Day 345: Eponymation, Part I

originally published December 10, 2012

The great thing about eponyms is that some of them are a complete surprise. An eponym can work its way into our collective vocabulary so smoothly, we forget that the thing in question was named after somebody. And while it’s not a long drive from common knowledge to the fact that Calvinism was named after 16th century theologian John Calvin, or that the Franklin Stove was named after Ben Franklin, some of these other nuggets of eponymity may surprise you.

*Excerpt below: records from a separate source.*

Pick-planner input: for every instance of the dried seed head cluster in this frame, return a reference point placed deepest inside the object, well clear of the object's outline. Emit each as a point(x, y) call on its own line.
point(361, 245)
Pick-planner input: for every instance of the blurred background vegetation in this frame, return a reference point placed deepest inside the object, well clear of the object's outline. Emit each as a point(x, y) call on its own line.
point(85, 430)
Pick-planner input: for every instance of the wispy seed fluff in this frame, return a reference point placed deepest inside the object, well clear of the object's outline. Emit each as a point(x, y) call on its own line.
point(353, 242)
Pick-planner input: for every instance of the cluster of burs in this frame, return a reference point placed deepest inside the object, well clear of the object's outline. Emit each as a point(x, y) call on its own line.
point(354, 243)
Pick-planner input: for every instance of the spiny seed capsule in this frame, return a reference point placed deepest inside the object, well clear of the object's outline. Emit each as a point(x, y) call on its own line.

According to Greek mythology, Europa was a hottie from Phoenicia. She caught the eye of Zeus, who – not being one for smooth talk and flattery – turned into a bull and abducted her to Crete, where she became queen. Zeus appreciated her willingness to buy in and stick around, so as a gift he recreated the bull image among the stars. This is the Taurus constellation we have today.

Maybe it was because Europa was a such a good sport, or simply that the Greeks were the first ones to start naming things on a grand scale. But her name stuck around and eventually came to designate the an entire continent.

Say what you will about Dr. Sylvester Graham – he may have been preachy, a bit long-winded and a massive buzz-kill at parties, but the guy could cook up one hell of a s’more.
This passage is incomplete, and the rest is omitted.